Diet Could Help Breast Cancer Survivors Beat Fatigue
Eating more fruits, vegetables, whole grains and omega-3-rich foods improved fatigue and sleep quality in breast cancer survivors, a U-M study finds.
There’s a reason other than weight loss for breast cancer survivors to load their plate with fruits, vegetables, fish, nuts and seeds.
A new study finds that this diet — full of healthy foods known to decrease inflammation — led to reduced fatigue and better sleep quality for this group.
Fatigue is one of the most common and persistent long-term effects of breast cancer treatment. It can affect women more than 10 years after their treatment ends.
As many as a third of breast cancer survivors experience moderate to severe persistent fatigue. About half of women who have fatigue also report sleep problems.
“Almost every study in breast cancer survivors is about how to lose weight,” says study author Suzanna Zick, N.D., MPH, research associate professor of family medicine at the University of Michigan Medical School. “While that’s a great goal, there are a lot of women who feel defeated by dieting.
“Our study was not about losing weight. It was about improving the quality of what women actually ate. They can still make these changes even if they’re not losing weight.”
In this pilot study, 30 women who reported fatigue after treatment for early stage breast cancer were randomized to participate in a fatigue reduction diet or to get general information about healthy living unrelated to diet.
The diet called for:
Half of grain intake from whole grains
Five servings of vegetables, including at least two of leafy greens
Two servings of fruit
One serving of fatty fish
One serving of nuts, seeds or oils
Participants were given checklists to keep track of their target foods. They had three in-person research visits and six telephone counseling visits with a registered dietitian during the three-month study. They were told to maintain the same total number of calories they typically ate.
The control group had the same schedule of in-person and phone counseling, but their sessions focused on general topics such as oral health, healthy skin and preventing colds and flu. There was no mention of diet.
All participants completed questionnaires at the beginning and end of the study to determine the severity and impact of fatigue and the quality of their sleep.
Participants in the fatigue reduction diet reported an average 44 percent decrease in fatigue during the study, compared with 8 percent in the general health control group. Sleep quality improved nearly 50 percent in the diet group; no change was reported in the control group.
“It was a very large difference. I was surprised how large it was,” says Zick, who is also research associate professor in the U-M School of Public Health.

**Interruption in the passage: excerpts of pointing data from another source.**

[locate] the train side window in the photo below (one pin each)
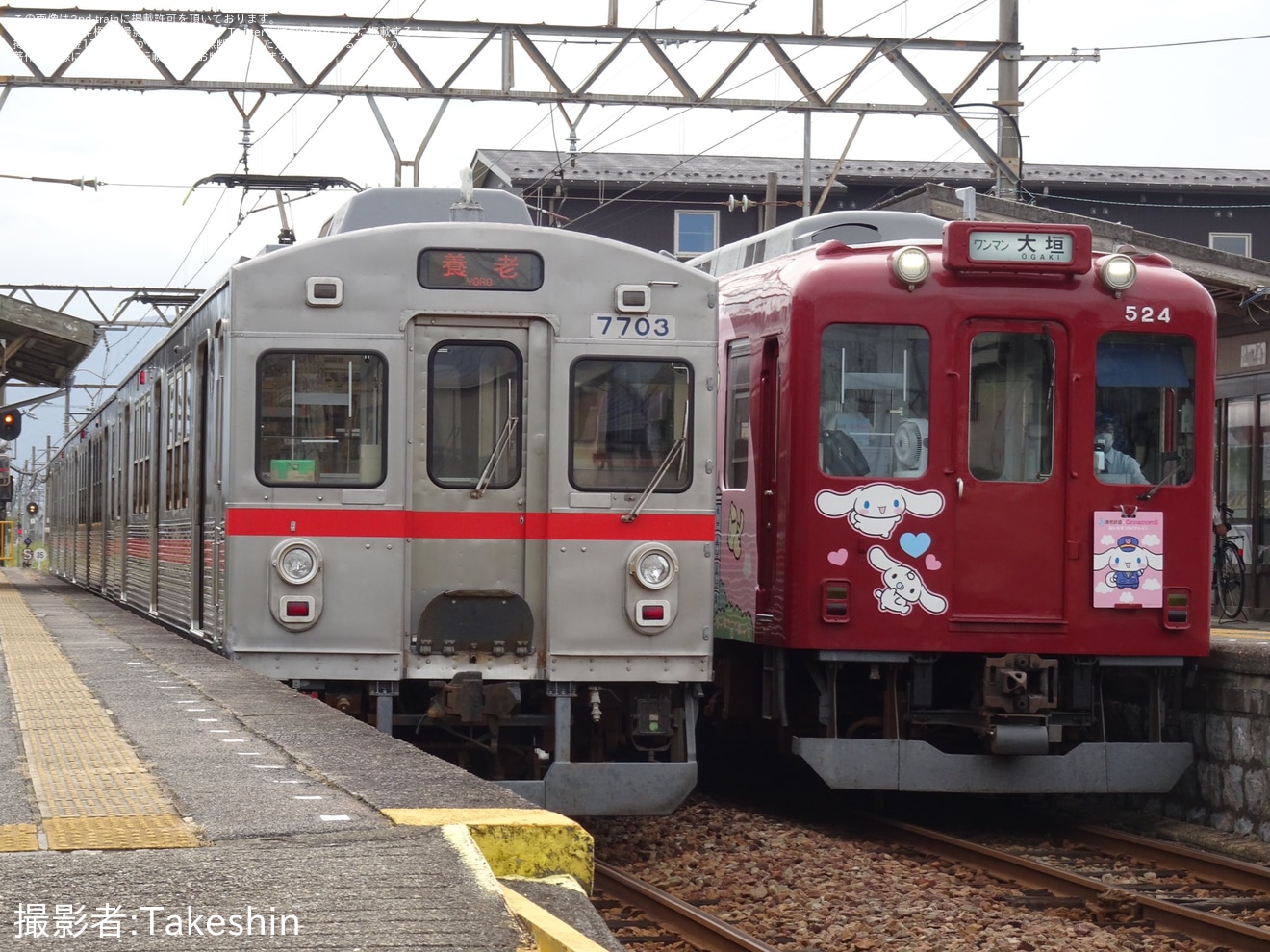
(474, 415)
(737, 448)
(1144, 427)
(320, 417)
(874, 400)
(626, 416)
(1011, 427)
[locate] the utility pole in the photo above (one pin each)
(1008, 146)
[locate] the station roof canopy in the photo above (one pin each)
(40, 347)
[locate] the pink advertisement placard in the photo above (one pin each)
(1128, 560)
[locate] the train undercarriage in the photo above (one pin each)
(955, 722)
(576, 749)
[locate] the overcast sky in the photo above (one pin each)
(1176, 84)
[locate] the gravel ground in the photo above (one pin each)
(800, 888)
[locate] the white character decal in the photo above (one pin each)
(902, 587)
(1127, 560)
(876, 508)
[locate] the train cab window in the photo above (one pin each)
(1144, 420)
(1010, 436)
(474, 415)
(320, 419)
(630, 425)
(874, 400)
(738, 415)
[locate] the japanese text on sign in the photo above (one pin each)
(480, 269)
(1053, 246)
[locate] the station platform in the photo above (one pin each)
(154, 794)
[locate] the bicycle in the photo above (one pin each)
(1229, 569)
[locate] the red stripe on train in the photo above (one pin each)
(379, 523)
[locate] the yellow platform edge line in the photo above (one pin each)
(531, 844)
(91, 788)
(19, 838)
(550, 933)
(118, 833)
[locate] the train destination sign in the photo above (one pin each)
(1020, 246)
(1017, 246)
(480, 269)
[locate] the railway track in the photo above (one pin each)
(1120, 877)
(674, 920)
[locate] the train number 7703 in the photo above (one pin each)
(607, 325)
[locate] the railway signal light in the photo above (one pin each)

The study is published in Breast Cancer Research and Treatment.
The researchers also looked at participants’ serum nutrient levels and discovered an increase in the types of nutrients found in the foods they wanted people to eat — nutrients such as carotenoids, lutein, lycopene and omega-3 fatty acids. This demonstrates that participants were, in fact, increasing their consumption of these foods.
They also found the ratio of omega-3 to omega-6 fatty acids increased. Omega-6 fatty acids are found in fried foods, cakes, mayonnaise and many processed or fast foods. They’re known to promote inflammation and can compete with the healthful omega-3 fatty acids.
“Most people have too much omega-6s, with a ratio around 1:12 of omega-3 to omega-6. Your body needs closer to a 1:1 ratio,” Zick says. “People continually look at supplementing omega-3s, but they rarely look at decreasing omega-6s. It’s really about that ratio.”
In the study, researchers found a direct link between a change in the omega-3 to omega-6 ratio and a reduction in fatigue. Both groups maintained the same body mass index during the study, suggesting it was the diet — and not weight loss — that reduced fatigue.
Previous research has suggested that inflammation may contribute to fatigue in breast cancer survivors. Some initial studies have found that a diet high in antioxidants helps alleviate fatigue.
The researchers have begun to further examine the blood and urine samples collected in this study to better understand how the fatigue-reducing diet works within the body. They plan to use those observations to create a larger study.
In the meantime, Zick says, this low-cost nutritional approach is worth a try.
“All of these are healthy dietary recommendations,” Zick says. “We should be eating these kinds of foods anyway.”